Nyatanya butuh waktu yang tak sebentar untuk mewujudkan harapan itu. Meski ia sudah terbiasa. Meski ia mampu bertahan lebih kuat, namun rasa takut dalam dirinya semakin besar seiring dengan kebencian yang tiap hari dibisikkan mereka padanya. Namun sekali lagi, ia sama sekali tak yakin apakah ia akan mampu bertahan. Ketika alasan yang ia pertahankan dikhianati dan mereka yang ia pertahankan mengkhianati. Sekali lagi, apakah tidak apa-apa baginya untuk menyerah?

"Untukmu yang membaca surat ini, apakah kau masih menggenggam impian itu? Aku disini berharap bahwa kau akan terus menggenggamnya. Meski saat ini rasanya aku tak mampu. Meski saat aku menuliskan surat ini aku sudah siap akan segala kemungkinan untuk menyerah. Namun kuharap kau masih memegangnya. Karena harapanku adalah harapanmu. Dan harapan kita adalah suara yang tak terdengar. Jadi, meski kau harus menangis, aku harap tangisan itu tak lagi seperti tangsianku saat ini......."
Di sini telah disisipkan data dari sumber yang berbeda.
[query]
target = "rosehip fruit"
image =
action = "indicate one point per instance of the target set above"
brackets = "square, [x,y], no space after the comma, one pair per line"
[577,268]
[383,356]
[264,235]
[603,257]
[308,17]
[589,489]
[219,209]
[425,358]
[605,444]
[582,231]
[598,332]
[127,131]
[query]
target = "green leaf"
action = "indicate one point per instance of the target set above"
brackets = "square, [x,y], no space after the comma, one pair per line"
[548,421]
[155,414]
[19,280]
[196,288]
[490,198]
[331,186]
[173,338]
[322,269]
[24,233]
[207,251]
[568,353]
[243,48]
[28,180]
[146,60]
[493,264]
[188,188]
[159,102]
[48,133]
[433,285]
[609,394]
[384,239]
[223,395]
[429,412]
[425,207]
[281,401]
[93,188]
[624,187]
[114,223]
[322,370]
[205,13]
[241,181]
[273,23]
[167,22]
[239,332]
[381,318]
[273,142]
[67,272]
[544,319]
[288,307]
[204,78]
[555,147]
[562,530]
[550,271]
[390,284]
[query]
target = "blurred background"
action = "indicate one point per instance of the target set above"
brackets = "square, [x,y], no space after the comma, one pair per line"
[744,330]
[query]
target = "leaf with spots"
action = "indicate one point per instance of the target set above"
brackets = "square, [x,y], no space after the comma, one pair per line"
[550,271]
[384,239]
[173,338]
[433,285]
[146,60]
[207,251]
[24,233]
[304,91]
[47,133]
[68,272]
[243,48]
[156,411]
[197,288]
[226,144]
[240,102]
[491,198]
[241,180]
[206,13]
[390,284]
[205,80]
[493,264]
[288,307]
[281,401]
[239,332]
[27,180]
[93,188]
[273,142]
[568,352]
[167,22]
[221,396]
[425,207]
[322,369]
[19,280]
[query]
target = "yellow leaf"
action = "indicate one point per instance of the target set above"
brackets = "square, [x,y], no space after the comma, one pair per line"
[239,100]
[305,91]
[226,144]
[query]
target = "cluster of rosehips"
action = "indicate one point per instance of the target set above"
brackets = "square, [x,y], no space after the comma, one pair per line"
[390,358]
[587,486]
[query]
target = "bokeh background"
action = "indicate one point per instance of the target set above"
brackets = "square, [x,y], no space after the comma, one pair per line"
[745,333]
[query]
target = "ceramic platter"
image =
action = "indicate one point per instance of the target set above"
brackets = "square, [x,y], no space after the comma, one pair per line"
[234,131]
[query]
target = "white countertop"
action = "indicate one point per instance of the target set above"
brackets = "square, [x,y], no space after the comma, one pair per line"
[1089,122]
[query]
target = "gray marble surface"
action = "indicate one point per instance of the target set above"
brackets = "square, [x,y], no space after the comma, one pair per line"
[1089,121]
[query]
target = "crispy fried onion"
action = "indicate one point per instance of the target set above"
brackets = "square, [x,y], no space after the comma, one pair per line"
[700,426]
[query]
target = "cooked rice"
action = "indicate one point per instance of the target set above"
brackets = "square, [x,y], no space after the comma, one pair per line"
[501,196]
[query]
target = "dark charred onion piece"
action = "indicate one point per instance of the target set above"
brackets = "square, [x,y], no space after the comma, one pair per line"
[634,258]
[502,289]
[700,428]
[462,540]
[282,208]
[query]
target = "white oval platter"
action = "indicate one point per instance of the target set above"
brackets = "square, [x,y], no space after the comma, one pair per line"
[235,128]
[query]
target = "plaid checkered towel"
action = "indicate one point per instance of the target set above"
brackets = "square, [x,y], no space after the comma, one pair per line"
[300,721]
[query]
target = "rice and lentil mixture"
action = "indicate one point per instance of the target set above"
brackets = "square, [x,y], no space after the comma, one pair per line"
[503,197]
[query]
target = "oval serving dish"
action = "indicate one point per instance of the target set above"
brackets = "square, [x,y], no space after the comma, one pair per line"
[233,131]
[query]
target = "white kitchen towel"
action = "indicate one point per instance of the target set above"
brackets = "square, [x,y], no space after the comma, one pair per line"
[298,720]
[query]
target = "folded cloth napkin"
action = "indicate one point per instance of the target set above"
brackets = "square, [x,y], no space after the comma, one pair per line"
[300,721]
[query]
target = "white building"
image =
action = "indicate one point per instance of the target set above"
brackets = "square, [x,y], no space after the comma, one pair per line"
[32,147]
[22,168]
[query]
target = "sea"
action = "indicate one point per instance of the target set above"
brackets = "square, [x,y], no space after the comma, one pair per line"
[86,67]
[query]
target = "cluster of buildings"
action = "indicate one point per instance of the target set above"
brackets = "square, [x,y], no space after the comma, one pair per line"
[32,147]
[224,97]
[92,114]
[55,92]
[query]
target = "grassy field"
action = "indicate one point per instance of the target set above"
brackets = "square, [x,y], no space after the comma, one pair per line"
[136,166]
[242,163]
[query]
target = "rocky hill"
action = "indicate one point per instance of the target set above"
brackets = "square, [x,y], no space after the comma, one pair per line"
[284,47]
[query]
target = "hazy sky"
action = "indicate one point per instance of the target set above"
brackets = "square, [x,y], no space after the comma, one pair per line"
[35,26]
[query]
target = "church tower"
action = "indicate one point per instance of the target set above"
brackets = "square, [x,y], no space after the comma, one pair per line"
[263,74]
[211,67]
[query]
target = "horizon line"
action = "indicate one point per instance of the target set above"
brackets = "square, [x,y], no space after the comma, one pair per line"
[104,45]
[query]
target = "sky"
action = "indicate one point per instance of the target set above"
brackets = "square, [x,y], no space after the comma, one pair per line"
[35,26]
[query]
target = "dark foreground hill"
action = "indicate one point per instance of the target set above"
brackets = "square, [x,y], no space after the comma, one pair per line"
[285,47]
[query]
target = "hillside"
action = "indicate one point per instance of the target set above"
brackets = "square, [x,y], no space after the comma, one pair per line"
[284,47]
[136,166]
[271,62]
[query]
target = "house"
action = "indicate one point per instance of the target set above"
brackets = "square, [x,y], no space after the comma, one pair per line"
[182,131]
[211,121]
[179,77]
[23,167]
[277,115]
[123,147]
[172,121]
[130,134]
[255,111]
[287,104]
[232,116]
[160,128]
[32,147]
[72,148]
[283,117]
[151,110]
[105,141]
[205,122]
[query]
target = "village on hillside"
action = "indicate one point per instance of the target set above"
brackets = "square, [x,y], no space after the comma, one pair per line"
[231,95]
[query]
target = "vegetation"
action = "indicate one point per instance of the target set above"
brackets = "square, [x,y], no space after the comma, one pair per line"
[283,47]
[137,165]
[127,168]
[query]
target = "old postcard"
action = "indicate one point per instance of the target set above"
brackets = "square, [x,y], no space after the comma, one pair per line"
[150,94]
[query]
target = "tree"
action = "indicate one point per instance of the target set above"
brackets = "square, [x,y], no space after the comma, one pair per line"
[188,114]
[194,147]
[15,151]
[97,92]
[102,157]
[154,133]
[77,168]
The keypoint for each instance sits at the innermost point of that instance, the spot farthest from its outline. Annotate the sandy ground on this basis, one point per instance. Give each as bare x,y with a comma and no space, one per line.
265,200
Ketika iamenjadi semakin dewasa. Ketika waktu membimbingnyasecara perlahan menuju masa depan yang dinantikannya. Akhirnya harapannya tak lagi menuntut kebahagiaan. Hanya harapan sederhana untuk bertahan. Harapan agar dirinya di masa depan bisa menjadi lebih kuat. Bisa bertahan melalui badai kehidupan yang seakan tak pernah reda. Hanya harapan sederhana seperti itu, karena ia tau, semakin banyak waktu yang berlalu, semakin jauh pula mimpinya akan kebahagiaan. 

"Diantara barisan nama yang pernah hadir dalam hidupku, kau berada pada barisan paling akhir. Karena selama ini aku terlalu sibuk memikirkan masa lalu, sampai-sampai aku melupakan dirimu yang akan menanti di masa depan. Apakah kau masih menunggu??"

Perlahan semua terasa hambar baginya. Rutinitas yang ia jalani setiap hari seolah telah diprogram untuk tetap seperti itu. Tidak ada hal lain yang berarti. Meski terkadang rasa takut masih mengikuti. Ya, ia takut akan dirinya sendiri. Takut karena dirinya telah terbiasa diabaikan. Terbiasa di asingkan bahkan di tengah orang-orang yang ia anggap keluarga. Takut karena perlahan keinginannya untuk behagia berubah menjadi keiinginan untuk tetap bersama mereka meski dalam kondisi apapun. Ketakutan yang semakin besar tanpa ia tau cara untuk menghentikannya.

"Maafkan aku, atas semua luka yang telah kutorehkan pada masalalumu..."

Hingga pada akhirnya ia berhenti menuliskan semua perasaannya pada lembaran kertas yang takkan berarti apa-apa. Karena inilah masa depan yang ia bicarakan. Waktu yang ia rasa adalah saat yang tepat untuk berhenti. Sebab ia akhirnya memutuskan untuk berhenti berharap dan mencoba. Cukup menjadi dirinya dan berada bersama mereka, maka ia akan baik-baik saja. Ya, itulah yang ia pikirkan ketika memutuskan untuk mengakhiri tulisan itu. Namun satu hal yang tidak pernah ia ketahui, bahwa setelah itu semua surat yang ia simpan rapat-rapat menghilang tanpa jejak. Di bawa sang perantara takdir pada masa depan yang seharusnya. 

"Namaku Crey. Dan Halilintar, aku akan menyampaikan surat ini pada masa depanmu."